2018:  The trees in the back by the filter started dying and dropping branches into the plant pond. This is not good for the liner or someone in the alley (behind the house).

We had to cut them down.


Meanwhile, the wood around the pond was slowly deteriorating. 

So:  a major pond revision was planned.

1.       Replace the wood with cement and tile.

2.       Double the size of the plant pond.

3.       Add a bottom drain to the plant pond.

4.       Level and terrace the bottom of the plant pond.

5.       Replace the filter wooden platform with cement.

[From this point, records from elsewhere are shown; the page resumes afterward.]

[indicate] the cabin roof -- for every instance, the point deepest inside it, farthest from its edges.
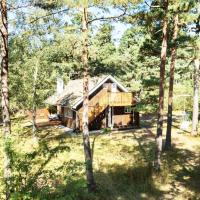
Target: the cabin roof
(72, 95)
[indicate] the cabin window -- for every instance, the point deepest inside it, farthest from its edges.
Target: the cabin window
(127, 109)
(114, 87)
(68, 113)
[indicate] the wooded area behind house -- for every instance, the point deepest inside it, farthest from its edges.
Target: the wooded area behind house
(100, 99)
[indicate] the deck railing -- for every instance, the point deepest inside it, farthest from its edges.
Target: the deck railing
(117, 99)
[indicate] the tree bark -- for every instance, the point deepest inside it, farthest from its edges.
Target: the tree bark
(5, 97)
(34, 126)
(171, 84)
(161, 88)
(86, 138)
(196, 97)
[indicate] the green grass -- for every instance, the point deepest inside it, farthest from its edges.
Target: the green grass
(123, 166)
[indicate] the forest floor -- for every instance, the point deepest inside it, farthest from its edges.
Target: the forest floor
(52, 167)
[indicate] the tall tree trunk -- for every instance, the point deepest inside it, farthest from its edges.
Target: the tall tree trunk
(86, 138)
(161, 88)
(196, 97)
(5, 96)
(171, 84)
(34, 126)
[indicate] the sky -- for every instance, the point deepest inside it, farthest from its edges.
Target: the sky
(119, 27)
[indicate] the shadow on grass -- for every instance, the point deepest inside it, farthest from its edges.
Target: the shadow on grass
(185, 168)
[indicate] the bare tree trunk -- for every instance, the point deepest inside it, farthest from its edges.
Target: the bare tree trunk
(196, 97)
(34, 126)
(171, 84)
(5, 97)
(86, 138)
(161, 88)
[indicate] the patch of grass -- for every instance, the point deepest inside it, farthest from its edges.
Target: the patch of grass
(54, 168)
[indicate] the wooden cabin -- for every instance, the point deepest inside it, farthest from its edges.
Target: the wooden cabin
(110, 104)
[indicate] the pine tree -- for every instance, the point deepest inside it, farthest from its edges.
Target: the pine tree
(5, 97)
(161, 86)
(86, 138)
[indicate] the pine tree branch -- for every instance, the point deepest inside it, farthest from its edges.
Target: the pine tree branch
(50, 14)
(150, 6)
(108, 18)
(11, 7)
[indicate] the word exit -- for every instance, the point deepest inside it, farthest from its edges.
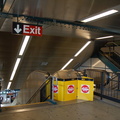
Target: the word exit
(26, 29)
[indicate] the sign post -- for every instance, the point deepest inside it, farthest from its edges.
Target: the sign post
(27, 29)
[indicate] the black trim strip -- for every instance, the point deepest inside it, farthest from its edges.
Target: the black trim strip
(86, 79)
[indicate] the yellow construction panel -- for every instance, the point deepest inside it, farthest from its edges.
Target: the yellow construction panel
(85, 90)
(58, 94)
(66, 90)
(70, 90)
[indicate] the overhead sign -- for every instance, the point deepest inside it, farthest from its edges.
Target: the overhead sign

6.       Add a water line to help with filter cleaning.

7.       Add a trellis for the wisteria to grow on.

8.       Contain the Lotus in a large pot.

9.       Remove the old deck seating and replace deck boards.

And do all of this during the winter so I don’t hurt the fish of the plants.


December 31st, 2018, we began demolition.  It was a ton of work. 



The bottom drain for the plant pond.


New Filter pluming.


New pump vault and pluming.


Footings for the plant pond inspected by Jessy. She left her paw pints. 



The plant pond block work is done.  Jessy is checking it all out. 


My homemade bottom drain. I used a plumbing pressure test plug to close the drain.

Plant pond with water.


Tiling the sides of the pond.


Gluing up the pond waterfall. I used a tile saw to cut the stone and silicone to glue the sides.


The plant pond overflow waterfall, the filter water trough and waterfall in place.


A new coat of paint on the fence and the filter finally plumbed in and pipes all buried.




2019: The pergola for the Wisteria to grow on.


2020 Irises in bloom, I divided them and made a 1 foot wide by 12-foot-long planting in the back of the plant pond.

This gives a nice backdrop and hides the pond filter.



Spring 2020:   The  Wisteria are in bloom.



Yes, you can have too many plants in your pond.


The enemy—the evil bird who tries to eat the Koi.